Okazało się za chwilę, że niepotrzebnie się trudzili wspinaniem na rozłożyste gałęzie. Stado, choć biegnące w wyraźnej panice, ominęło drzewa w bezpiecznej dla jednej i drugiej strony odległości.
- Co je mogło spłoszyć? - Mark na głos wypowiedział nurtujące wszystkich pytanie.
Setka, na oko, osobników różnej płci i wielkości, zbrojna w długie rogi i ciężkie kopyta, powinna była w stanie stawić czoło każdemu drapieżcy.

Gniewne warknięcie rozległo się ciszy, jaka zapanowała po przebiegnięciu stada. Wielkie czerwonawe kocisko, o zębach nieco zbyt długich, jak na zwykłego przedstawiciela gatunku kotowatych, dopadło jednego z drzew i - nie zważając na bliskość ludzi - wdrapało się na gałęzie.
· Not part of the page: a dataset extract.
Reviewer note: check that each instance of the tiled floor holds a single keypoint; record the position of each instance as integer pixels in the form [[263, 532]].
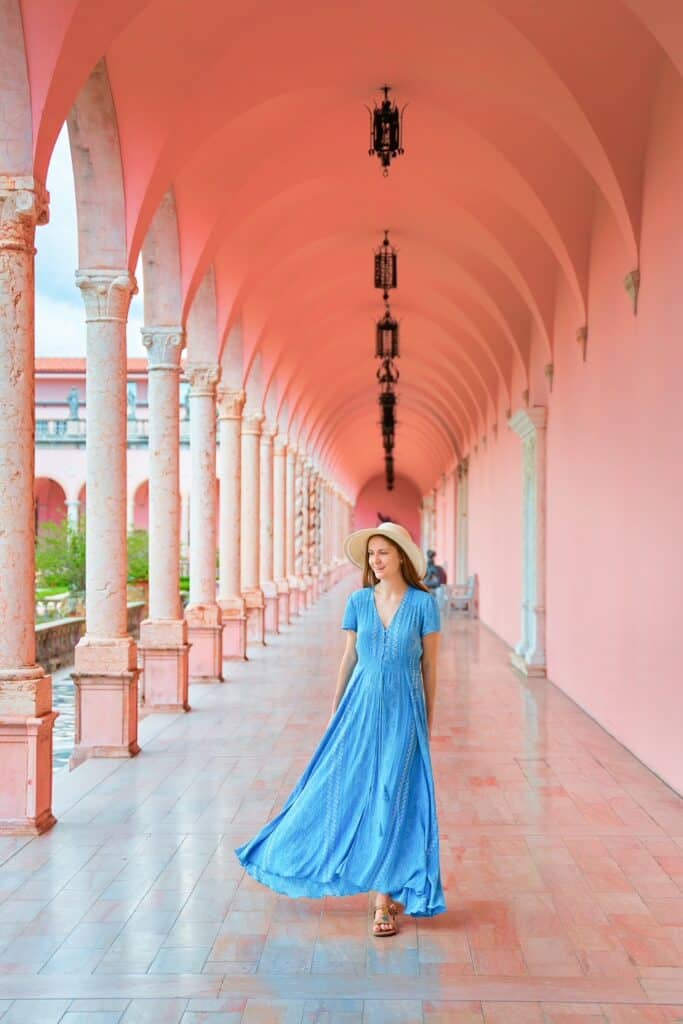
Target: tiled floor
[[562, 859]]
- A ten czego się przestraszył? - spytał szeptem Tilney, na którym zdecydowanie większe wrażenie wywarła jedna kicia, niż całe stado trawożerców.
Kotek, widać przez naturę obdarzony świetnym słuchem, obrzucił mówiącego wzrokiem przypominającym spojrzenie kota na zbyt bezczelną mysz, a potem leniwym susem przeskoczył na bardziej od ludzi oddalone drzewo, po czym wspiął się na wyższą gałąź.
- Albo coś jeszcze większego, albo jakiś żywioł - powiedział po chwili Mark. - Przed trzęsieniem ziemi na drzewo by nie uciekał. I nie wygląda na takiego głupiego, by się tu chować przed pożarem. Poza tym pożar byśmy zobaczyli...

Woda szła.
Wysoki na dobrych kilka metrów wał wody sunął równiną w tempie galopującego wierzchowca.
- Do góry! - wrzasnęła Fradia, starając się przekrzyczeć narastający wciąż huk nadchodzącego żywiołu. Osobiście dawała już dobry przykład reszcie towarzyszy, wspinając się na wyższą gałąź. Zamiar był, teoretycznie przynajmniej, słuszny, ale w praktyce zdecydowanie spóźniony.
- Trzymać się! - krzyknęli równocześnie Mark i Walter. Ułamek sekundy potem fala uderzyła.